Disclaimer: i personaggi di Sailor Moon non mi appartengono. I relativi diritti sono di proprietà di Naoko Takeuchi e della Toei Animation.

 


 

18 - GEN BABYSITTER (per Adam, 1 anno, e Iria, 8 mesi)

  

Quel sabato, in teoria, Gen non avrebbe potuto passare la giornata con Makoto: si era prenotato per un lavoro di ristrutturazione, per dare una mano alla ditta per cui erano andati a lavorare i vecchi dipendenti di suo padre. Ogni tanto sostituiva qualcuno di loro, quando c'era di mezzo una malattia o un impegno. Gli piaceva racimolare qualche extra, per non continuare a tirare fuori soldi dalla quota del rimborso assicurativo che sua madre gli aveva destinato. 

I piani per il lavoro erano saltati quel giorno stesso: la moglie di Sato si era ammalata e così, invece di andare in gita in famiglia, Sato aveva la giornata libera. 

Gen gli aveva ceduto volentieri il posto. Con due bambini e un solo stipendio, Sato aveva sempre bisogno di qualche entrata in più.

Invece di chiamare Makoto, per avvertirla, Gen pensò di andare da lei senza dire nulla, per farle una sorpresa.

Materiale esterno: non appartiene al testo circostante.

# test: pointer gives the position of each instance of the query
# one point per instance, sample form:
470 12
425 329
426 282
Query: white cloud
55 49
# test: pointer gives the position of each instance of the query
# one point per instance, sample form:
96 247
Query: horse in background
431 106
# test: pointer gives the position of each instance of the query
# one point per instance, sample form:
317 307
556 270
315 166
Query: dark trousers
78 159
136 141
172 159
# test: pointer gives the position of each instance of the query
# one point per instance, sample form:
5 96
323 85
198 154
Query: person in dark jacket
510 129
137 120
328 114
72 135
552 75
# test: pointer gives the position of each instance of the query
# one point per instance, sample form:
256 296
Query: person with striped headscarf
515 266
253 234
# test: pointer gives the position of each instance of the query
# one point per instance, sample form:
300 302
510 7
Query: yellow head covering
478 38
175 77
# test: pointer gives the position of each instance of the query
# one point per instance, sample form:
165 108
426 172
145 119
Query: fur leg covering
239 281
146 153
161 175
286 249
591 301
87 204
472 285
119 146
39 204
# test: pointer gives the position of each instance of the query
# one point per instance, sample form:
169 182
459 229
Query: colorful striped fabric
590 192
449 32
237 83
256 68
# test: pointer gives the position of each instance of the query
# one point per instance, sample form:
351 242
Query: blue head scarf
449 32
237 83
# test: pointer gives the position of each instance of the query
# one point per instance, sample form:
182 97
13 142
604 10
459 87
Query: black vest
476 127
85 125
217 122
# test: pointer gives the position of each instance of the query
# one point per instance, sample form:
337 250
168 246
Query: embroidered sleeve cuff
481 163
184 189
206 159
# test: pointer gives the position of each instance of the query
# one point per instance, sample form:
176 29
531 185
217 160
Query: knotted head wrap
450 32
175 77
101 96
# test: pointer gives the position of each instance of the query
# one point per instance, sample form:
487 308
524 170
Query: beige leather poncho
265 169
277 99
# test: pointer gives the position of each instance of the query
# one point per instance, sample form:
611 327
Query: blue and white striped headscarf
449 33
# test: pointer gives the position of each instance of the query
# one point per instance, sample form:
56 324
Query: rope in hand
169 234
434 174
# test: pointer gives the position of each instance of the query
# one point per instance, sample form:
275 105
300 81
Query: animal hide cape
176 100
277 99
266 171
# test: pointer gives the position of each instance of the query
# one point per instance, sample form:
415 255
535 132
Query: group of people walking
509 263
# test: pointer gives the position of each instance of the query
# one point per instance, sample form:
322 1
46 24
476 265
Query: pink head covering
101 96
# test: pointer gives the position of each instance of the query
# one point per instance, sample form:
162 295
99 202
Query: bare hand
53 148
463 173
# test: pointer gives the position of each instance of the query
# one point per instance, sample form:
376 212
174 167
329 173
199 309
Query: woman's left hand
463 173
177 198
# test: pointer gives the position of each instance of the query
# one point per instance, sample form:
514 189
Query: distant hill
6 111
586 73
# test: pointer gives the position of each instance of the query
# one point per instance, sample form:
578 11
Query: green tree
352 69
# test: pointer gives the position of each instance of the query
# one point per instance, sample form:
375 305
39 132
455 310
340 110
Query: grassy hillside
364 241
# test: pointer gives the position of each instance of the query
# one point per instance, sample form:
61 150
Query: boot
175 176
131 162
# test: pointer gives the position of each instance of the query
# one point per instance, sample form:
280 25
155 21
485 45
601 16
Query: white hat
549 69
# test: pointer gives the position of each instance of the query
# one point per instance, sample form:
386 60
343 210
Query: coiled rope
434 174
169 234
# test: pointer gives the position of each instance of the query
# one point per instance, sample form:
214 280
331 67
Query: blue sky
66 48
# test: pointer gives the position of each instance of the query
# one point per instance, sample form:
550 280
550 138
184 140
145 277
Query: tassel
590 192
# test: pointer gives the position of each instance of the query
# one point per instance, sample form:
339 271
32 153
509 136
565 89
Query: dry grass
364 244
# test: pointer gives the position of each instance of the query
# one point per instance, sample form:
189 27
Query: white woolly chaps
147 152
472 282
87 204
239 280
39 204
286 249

Makoto gli aveva detto che avrebbe passato la giornata in casa, a rassettare e stirare, magari guardando qualche film romantico. Lui non avrebbe scombinato troppo i suoi piani. L'avrebbe aiutata a pulire e avrebbe guardato volentieri quello che andava a lei: dopotutto, non era quello che faceva un buon futuro marito? Suonò al citofono di casa sua.

«Sì?»

«Mako, sono io.»

«Gen?»

«Già.» Non udì più risposta.. «Non mi apri?»

«Oh, certo! Sali, sali!»

Divertito, lui percorse gli scalini due a due, arrivando rapidamente a destinazione. Quando Makoto tirò a sé la porta, lo salutò con un sorriso nervoso. «Non ti aspettavo.»

Gen si chinò a baciarla, entrando. «Che c'è? Ti ho beccato con l'amante?»

«Ghu.»

Il gorgoglio era uscito da un esserino alto meno di un metro che si teneva in piedi contro il divano. Adam Foster lo scrutava da sotto la frangia azzurro scuro. 

Makoto serrò la porta, cercando di non ridacchiare per il senso di colpa. «Ho un paio di ospiti in casa.»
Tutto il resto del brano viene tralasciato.